Coronavirus has already had a huge impact on the professional cycling calendar, with the UCI cancelling all international events and dozens of races being abandoned or postponed.

While the pro peloton is particularly susceptible to global events and Spain has been cracking down on people cycling outside, the uncertainty caused by Covid-19 is now extending to cycling in the UK.

A number of domestic teams have now suspended racing, while British Cycling and Cycling Time Trials have issued guidance based on government advice.

Here is everything you need to know about staying safe while cycling:

Government action

The UK government has not yet banned sports events or mass gatherings, so sporting events can currently go ahead.

While some European countries have banned gatherings of people above a certain number, the UK is allowing scheduled events to go ahead, but some organisers are cancelling occasions regardless.

Anyone showing symptoms of coronavirus, however mild, should stay in their homes for seven days from when symptoms start to help protect other people in the community.

Potential patients are also told to stay at least two metres away from other people and stay clear of vulnerable people, while everyone should wash their hands regularly for at least 20 seconds each time.

British Cycling advice

On Friday, March 13 the national governing body British Cycling issued an update on it’s policy during the coronavirus outbreak.

BC said it is in regular contact with health authorities and government that currently events, rides and races are set to go ahead as planned.

A spokesperson for British Cycling said: “British Cycling is working with government and the public health authorities in response to the coronavirus/COVID 19 outbreak. Their current guidance is for events, rides and activities to continue as planned.

“As the national governing body, we are routinely in communication with our members, volunteers and the people involved in supporting cycling at every level.Their well-being is our highest priority and, where individuals are worried about risks to themselves or the activities they are involved in, we are directing them to the latest NHS advice. If anyone feels unwell, they should stay at home. We are also working with them to understand and manage the impact of the virus on their activities and on our sport.

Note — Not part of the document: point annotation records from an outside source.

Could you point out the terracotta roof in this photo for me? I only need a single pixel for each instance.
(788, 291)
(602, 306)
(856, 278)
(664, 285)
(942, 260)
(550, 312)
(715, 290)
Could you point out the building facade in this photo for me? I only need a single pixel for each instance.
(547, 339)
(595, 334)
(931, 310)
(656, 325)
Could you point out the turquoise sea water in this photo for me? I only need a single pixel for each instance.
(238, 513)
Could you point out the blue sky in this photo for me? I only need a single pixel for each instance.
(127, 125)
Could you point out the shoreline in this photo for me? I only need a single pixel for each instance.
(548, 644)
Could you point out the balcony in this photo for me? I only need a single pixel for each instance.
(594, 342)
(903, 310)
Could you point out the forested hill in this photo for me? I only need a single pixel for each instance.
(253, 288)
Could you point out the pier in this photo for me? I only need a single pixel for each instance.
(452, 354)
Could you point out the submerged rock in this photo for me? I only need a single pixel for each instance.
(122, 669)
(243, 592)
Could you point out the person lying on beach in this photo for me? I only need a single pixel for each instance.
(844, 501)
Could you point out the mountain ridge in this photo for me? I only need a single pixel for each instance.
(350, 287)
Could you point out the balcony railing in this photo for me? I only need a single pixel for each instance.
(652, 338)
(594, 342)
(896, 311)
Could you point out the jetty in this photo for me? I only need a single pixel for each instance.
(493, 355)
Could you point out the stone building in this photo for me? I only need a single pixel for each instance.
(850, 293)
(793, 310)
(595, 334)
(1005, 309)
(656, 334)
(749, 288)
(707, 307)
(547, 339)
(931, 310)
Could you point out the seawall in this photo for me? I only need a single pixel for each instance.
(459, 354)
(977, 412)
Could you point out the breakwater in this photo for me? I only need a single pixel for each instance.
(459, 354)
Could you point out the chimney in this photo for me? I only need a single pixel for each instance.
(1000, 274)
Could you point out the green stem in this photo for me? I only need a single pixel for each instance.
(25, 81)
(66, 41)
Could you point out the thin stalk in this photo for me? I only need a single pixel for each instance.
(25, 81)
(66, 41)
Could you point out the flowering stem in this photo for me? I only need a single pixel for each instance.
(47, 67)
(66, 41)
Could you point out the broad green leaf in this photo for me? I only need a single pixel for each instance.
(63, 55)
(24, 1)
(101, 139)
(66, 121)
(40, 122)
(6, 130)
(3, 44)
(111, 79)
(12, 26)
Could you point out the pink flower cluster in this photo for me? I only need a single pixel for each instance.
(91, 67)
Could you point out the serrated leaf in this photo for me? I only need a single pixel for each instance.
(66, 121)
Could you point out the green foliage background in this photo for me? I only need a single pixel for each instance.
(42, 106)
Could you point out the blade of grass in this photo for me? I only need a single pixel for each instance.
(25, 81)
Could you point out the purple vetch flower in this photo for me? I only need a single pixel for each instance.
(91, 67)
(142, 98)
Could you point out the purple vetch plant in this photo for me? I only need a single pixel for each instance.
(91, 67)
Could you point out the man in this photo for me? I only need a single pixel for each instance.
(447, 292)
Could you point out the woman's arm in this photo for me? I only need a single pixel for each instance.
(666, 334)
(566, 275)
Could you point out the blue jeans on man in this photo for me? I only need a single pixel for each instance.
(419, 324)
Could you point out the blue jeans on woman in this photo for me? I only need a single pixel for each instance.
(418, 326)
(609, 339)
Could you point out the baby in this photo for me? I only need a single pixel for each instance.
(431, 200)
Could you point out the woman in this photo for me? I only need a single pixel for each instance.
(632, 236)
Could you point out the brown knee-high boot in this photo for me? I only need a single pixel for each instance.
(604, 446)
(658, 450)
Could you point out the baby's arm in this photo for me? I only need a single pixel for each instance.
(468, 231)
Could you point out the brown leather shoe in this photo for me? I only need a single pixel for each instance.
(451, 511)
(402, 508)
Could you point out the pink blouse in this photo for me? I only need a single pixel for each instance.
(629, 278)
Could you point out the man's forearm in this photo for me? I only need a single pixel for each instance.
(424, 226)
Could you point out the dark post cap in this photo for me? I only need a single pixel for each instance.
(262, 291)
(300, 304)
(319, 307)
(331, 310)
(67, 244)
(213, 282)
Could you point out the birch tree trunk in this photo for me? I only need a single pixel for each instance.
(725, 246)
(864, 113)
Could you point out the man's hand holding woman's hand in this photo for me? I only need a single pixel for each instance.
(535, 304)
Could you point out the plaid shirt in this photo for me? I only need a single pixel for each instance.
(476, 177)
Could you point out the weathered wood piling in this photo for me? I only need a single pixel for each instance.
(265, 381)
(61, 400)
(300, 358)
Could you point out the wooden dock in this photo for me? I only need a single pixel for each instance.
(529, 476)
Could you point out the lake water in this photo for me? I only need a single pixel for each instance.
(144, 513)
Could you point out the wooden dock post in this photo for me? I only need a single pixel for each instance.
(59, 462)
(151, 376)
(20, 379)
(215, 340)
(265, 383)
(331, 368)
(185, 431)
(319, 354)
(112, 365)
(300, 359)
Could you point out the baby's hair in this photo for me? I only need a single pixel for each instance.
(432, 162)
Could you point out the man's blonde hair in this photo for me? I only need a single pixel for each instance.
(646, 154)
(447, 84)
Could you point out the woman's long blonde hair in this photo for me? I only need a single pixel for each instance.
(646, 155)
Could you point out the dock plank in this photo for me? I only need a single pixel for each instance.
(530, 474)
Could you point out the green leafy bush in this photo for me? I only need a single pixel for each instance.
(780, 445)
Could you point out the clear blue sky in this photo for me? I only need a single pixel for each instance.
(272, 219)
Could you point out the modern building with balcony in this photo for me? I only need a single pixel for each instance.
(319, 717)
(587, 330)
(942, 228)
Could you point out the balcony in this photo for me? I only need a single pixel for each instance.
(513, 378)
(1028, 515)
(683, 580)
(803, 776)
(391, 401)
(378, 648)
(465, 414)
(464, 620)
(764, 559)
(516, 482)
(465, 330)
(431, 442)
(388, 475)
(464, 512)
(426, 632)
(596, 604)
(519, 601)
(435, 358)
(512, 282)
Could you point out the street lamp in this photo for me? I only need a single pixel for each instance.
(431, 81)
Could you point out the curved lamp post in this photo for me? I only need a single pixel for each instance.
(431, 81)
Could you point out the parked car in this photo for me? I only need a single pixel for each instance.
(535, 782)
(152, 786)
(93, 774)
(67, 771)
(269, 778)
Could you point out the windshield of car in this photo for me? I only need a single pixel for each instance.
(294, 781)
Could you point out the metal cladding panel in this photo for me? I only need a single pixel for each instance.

“We know people may be nervous about staying active at the moment, but being fit and healthy is an important deterrent to the risk of any infection in the first place. As long as you follow all the relevant advice on how to avoid catching or spreading the virus, we would still encourage you to look after your health by getting active and getting out on a bike.”

Most British Cycling races went ahead across the UK during the weekend, including the March Hare Classic at Lee Valley VeloPark and the Ike Saule Memorial Race in Cambridgeshire.

Cycling Time Trials

Events sanctioned by Cycling Time Trials, the national TT governing body, are still allowed to go ahead as planned.

CTT is following the government’s advice in allowing events to continue, but some organisers are opting to cancel or postpone their events.

British teams

We’ve already seen plenty of WorldTour teams decide to suspend their racing schedules because of coronavirus, but some British teams are now following suit.

Ribble-Weldtite have announced the will not be riding from Monday (March 16) for an indefinite period so as to no contribute to the spread of the virus.

The team said: “During this extremely difficult time we will work remotely with our riders and partners to engage with our stakeholders and retain fitness and interview in few of the recommencement of the season, we hope at some point during 2020.”